The Ride With Norman Reedus
Set the DVR: Sun at 10pm on AMC
AMC is in the Walking Dead business and business has been good for the past eight years. The long-running Walking Dead is still a pop culture phenomenon, spawning a live talk show (The Talking Dead), sister show (Fear the Walking Dead) and now The Ride. The road trip-reality show is more like a cousin, featuring Norman Reedus, who plays fan favorite hick with a heart, Daryl Dixon, riding his motorcycle across the US with celeb friends like Easy Rider’s Peter Fonda and director Robert Rodriguez. The six-part series makes pit stops in Death Valley, Appalachia and Crescent City, checking out motorcycle shops, tattoo parlors and biker bars.

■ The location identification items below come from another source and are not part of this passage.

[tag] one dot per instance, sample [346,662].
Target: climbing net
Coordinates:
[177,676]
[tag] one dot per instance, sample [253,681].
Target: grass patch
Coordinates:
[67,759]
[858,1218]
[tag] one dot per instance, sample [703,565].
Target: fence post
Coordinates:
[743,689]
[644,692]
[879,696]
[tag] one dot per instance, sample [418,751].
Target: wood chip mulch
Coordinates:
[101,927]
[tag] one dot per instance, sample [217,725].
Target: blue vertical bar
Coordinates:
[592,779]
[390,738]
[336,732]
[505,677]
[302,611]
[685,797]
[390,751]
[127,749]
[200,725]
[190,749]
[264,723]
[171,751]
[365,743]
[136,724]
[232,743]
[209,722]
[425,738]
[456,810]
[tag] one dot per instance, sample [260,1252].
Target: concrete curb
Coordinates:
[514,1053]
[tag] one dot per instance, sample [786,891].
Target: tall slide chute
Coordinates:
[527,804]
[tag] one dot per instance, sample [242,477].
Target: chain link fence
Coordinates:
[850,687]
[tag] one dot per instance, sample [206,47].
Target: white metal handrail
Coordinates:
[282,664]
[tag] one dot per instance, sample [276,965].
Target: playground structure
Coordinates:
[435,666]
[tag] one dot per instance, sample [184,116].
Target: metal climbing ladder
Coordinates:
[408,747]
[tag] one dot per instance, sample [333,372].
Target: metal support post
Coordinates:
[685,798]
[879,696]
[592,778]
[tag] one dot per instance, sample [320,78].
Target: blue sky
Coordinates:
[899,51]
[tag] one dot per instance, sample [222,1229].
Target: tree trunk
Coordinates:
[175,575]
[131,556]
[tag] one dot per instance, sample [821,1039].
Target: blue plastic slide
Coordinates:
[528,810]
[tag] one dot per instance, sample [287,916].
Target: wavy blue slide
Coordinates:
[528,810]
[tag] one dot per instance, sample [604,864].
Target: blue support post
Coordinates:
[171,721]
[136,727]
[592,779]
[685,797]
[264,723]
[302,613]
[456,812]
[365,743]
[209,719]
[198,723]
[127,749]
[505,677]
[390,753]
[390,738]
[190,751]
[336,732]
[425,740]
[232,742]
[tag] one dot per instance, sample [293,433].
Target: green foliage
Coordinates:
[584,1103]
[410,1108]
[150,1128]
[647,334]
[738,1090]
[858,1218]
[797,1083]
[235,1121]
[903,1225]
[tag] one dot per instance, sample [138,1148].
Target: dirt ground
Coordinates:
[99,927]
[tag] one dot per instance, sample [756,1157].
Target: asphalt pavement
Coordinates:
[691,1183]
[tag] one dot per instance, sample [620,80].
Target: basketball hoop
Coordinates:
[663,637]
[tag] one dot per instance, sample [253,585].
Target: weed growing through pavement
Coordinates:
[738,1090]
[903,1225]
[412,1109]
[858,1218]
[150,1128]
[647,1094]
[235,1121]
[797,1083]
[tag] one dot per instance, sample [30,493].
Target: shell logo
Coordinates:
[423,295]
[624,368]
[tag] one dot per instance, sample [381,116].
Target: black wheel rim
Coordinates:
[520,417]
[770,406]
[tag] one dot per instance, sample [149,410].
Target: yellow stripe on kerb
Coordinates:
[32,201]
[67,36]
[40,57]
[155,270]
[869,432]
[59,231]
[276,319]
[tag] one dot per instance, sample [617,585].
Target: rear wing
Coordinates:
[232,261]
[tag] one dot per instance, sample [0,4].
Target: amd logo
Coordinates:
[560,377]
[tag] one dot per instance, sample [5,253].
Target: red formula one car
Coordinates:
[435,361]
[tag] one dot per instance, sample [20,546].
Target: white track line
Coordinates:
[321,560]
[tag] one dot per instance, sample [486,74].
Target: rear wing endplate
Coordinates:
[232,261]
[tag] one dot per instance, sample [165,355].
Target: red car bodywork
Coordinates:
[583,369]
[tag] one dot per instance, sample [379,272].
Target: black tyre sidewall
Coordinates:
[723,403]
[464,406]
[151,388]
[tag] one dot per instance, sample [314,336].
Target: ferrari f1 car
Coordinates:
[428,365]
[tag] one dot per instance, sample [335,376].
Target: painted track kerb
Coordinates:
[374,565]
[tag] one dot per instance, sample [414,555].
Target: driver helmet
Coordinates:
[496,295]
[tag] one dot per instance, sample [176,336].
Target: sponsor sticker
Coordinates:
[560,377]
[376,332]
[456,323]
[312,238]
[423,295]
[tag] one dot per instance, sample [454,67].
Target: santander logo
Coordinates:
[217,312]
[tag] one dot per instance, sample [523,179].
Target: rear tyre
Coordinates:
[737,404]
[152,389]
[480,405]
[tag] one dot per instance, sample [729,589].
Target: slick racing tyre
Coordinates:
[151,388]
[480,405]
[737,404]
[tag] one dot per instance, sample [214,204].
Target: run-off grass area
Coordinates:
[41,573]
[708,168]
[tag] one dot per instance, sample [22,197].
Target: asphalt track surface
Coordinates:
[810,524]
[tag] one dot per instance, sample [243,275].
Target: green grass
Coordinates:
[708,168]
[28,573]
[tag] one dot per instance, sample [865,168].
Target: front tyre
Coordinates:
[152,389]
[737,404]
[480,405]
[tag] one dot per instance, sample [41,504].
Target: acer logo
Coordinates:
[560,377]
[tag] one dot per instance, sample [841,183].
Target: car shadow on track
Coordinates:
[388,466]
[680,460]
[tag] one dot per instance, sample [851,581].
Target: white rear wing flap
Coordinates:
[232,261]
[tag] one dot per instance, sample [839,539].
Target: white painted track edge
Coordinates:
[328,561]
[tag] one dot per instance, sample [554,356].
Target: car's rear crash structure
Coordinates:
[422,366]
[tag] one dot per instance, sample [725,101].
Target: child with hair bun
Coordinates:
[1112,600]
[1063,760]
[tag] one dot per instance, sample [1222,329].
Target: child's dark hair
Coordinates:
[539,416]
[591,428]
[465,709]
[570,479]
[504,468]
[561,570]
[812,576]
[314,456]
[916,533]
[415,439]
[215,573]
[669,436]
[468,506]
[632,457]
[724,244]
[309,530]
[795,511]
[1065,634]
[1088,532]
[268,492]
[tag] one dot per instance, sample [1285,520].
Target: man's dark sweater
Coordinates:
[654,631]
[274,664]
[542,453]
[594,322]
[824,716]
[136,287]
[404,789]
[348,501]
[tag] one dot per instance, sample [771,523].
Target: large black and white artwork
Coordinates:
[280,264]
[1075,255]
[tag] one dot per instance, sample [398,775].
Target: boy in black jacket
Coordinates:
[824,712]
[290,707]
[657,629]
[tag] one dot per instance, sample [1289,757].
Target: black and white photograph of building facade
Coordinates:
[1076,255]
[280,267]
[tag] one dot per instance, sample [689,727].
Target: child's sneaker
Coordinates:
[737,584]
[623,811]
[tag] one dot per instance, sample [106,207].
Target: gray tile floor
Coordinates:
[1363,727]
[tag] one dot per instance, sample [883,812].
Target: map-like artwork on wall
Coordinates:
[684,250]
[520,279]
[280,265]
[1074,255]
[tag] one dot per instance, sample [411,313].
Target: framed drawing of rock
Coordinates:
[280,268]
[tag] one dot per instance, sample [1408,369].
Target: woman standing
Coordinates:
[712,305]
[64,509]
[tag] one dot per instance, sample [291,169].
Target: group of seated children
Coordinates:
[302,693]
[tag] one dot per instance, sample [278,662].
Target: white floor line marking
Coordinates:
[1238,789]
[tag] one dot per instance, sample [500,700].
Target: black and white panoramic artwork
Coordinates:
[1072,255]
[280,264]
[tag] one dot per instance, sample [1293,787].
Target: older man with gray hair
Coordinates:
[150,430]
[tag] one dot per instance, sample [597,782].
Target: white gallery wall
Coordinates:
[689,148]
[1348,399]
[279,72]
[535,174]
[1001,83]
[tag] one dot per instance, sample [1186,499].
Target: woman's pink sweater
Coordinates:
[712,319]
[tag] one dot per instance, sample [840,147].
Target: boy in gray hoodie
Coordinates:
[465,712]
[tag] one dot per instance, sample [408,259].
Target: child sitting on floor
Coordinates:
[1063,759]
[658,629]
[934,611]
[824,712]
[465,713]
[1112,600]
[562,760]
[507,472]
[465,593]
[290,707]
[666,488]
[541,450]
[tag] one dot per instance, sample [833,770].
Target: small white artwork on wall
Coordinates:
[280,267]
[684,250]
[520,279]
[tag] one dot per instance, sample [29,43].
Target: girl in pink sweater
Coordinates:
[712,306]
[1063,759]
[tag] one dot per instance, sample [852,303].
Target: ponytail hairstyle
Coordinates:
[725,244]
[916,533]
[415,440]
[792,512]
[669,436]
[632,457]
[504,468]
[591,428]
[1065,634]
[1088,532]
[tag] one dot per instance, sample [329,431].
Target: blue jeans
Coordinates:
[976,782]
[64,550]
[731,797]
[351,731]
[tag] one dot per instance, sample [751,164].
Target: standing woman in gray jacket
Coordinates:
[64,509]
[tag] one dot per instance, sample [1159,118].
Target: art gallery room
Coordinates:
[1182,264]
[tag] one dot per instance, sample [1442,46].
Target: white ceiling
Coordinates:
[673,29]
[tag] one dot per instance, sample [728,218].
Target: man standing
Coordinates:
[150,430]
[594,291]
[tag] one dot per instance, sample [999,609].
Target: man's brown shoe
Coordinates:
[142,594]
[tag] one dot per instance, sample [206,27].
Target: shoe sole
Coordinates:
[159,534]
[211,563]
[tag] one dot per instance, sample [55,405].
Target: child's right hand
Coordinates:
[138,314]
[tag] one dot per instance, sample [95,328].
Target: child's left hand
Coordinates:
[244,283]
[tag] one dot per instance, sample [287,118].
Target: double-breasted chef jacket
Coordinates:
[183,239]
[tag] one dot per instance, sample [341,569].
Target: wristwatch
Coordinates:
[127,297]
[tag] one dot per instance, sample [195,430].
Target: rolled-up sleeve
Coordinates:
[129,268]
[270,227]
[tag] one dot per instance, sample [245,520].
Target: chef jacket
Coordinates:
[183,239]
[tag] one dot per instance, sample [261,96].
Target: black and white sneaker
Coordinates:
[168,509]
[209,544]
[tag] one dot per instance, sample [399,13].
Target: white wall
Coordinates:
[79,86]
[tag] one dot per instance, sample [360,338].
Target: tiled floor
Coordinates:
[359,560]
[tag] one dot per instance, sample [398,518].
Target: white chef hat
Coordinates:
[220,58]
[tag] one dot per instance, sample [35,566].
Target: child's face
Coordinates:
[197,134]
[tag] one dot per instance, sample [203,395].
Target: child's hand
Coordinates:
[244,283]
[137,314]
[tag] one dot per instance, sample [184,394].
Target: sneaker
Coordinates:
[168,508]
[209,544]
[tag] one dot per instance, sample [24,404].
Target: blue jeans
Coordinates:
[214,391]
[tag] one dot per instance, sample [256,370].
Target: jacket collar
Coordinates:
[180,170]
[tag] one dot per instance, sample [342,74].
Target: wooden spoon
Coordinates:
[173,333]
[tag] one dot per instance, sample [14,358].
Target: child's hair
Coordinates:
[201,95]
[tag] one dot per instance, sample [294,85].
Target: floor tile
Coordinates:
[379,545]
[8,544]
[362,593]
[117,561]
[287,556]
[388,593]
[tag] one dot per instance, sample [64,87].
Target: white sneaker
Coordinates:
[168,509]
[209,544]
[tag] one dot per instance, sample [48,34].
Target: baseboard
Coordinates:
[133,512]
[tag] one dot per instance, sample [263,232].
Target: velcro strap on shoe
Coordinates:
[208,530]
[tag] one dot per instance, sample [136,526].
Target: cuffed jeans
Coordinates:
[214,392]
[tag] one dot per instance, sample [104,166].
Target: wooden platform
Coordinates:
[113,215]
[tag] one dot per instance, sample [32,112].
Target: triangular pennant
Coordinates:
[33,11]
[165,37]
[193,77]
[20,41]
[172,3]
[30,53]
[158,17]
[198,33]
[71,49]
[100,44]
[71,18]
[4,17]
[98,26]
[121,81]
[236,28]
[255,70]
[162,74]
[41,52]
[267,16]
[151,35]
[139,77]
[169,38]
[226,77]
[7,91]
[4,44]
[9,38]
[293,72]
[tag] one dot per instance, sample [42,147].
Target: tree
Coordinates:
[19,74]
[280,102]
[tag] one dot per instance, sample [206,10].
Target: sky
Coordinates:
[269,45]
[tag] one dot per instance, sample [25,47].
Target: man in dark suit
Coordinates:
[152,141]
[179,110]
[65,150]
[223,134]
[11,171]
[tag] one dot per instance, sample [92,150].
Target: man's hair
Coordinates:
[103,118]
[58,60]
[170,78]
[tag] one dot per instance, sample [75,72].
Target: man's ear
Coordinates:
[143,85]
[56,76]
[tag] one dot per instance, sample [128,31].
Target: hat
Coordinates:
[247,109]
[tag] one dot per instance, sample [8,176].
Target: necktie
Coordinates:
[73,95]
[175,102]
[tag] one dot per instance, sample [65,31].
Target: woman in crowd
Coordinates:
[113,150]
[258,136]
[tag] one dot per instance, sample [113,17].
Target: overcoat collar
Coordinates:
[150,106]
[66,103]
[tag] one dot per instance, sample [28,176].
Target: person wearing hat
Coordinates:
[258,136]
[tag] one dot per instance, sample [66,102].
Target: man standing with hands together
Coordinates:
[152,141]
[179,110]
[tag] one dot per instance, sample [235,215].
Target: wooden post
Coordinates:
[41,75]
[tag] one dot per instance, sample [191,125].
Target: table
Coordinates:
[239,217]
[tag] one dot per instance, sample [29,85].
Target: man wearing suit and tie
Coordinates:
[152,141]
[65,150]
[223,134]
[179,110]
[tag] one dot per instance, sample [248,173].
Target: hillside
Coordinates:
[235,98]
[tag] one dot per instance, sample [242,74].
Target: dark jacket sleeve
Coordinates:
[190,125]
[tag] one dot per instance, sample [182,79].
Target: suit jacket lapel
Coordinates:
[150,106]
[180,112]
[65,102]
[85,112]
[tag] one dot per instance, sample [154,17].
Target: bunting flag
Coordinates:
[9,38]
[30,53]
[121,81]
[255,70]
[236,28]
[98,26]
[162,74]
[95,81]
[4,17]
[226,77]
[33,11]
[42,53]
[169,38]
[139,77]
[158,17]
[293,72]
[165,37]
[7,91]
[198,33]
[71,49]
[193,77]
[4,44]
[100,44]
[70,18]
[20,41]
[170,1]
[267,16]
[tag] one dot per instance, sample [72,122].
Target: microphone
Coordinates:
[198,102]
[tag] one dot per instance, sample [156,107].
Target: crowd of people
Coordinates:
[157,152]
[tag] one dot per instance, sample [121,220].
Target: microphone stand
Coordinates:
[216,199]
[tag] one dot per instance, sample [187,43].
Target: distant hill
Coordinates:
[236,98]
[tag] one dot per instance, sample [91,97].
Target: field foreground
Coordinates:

Mr. Robot Set the DVR: July 13 at 10pm on USA
If you didn’t watch last summer’s breakout show you’re probably being mind-controlled by the evil, as in capital E, E-Corp. Seriously, if you didn’t tune into this critically-acclaimed cult hit, DO IT NOW (stream it on Amazon Prime) before season two starts because you’ll feel more disconnected to reality than title character Elliot when everyone’s talking about the show’s wicked twists and turns on social media and spoiling . Creator Sam Esmail is television’s new hotshot god, and once you experience how each jaw-dropping episode looks and feels like a Stanley Kubrick movie you’ll understand why.

Vice Principals
Set the DVR: July 17 at 10:30pm on HBO
Danny McBride came out of left field (literally and figuratively) throwing 103 MPH insults and dick jokes at us that knocked us on our asses laughing. Sure, Eastbound & Down flamed out faster than former Braves closer John Rocker (whom it was kinda, sorta based on), but Kenny Powers is still a first ballot Hall of Shamer in television lore. Now, McBride is back, not only on HBO, but with a similar dickhead premise (I’m convinced “a-hole” and “short sleeves” is in every vice-principal job description). This time he dishes out non-PC, high school humor with Walton Goggins (last seen in the Hateful Eight) as they both wage war for the vacating principal’s (Bill Murray cameo — woo hoo) job. Expect similar ridiculousness, equal amounts of swearing, and one hell of a hilarious show.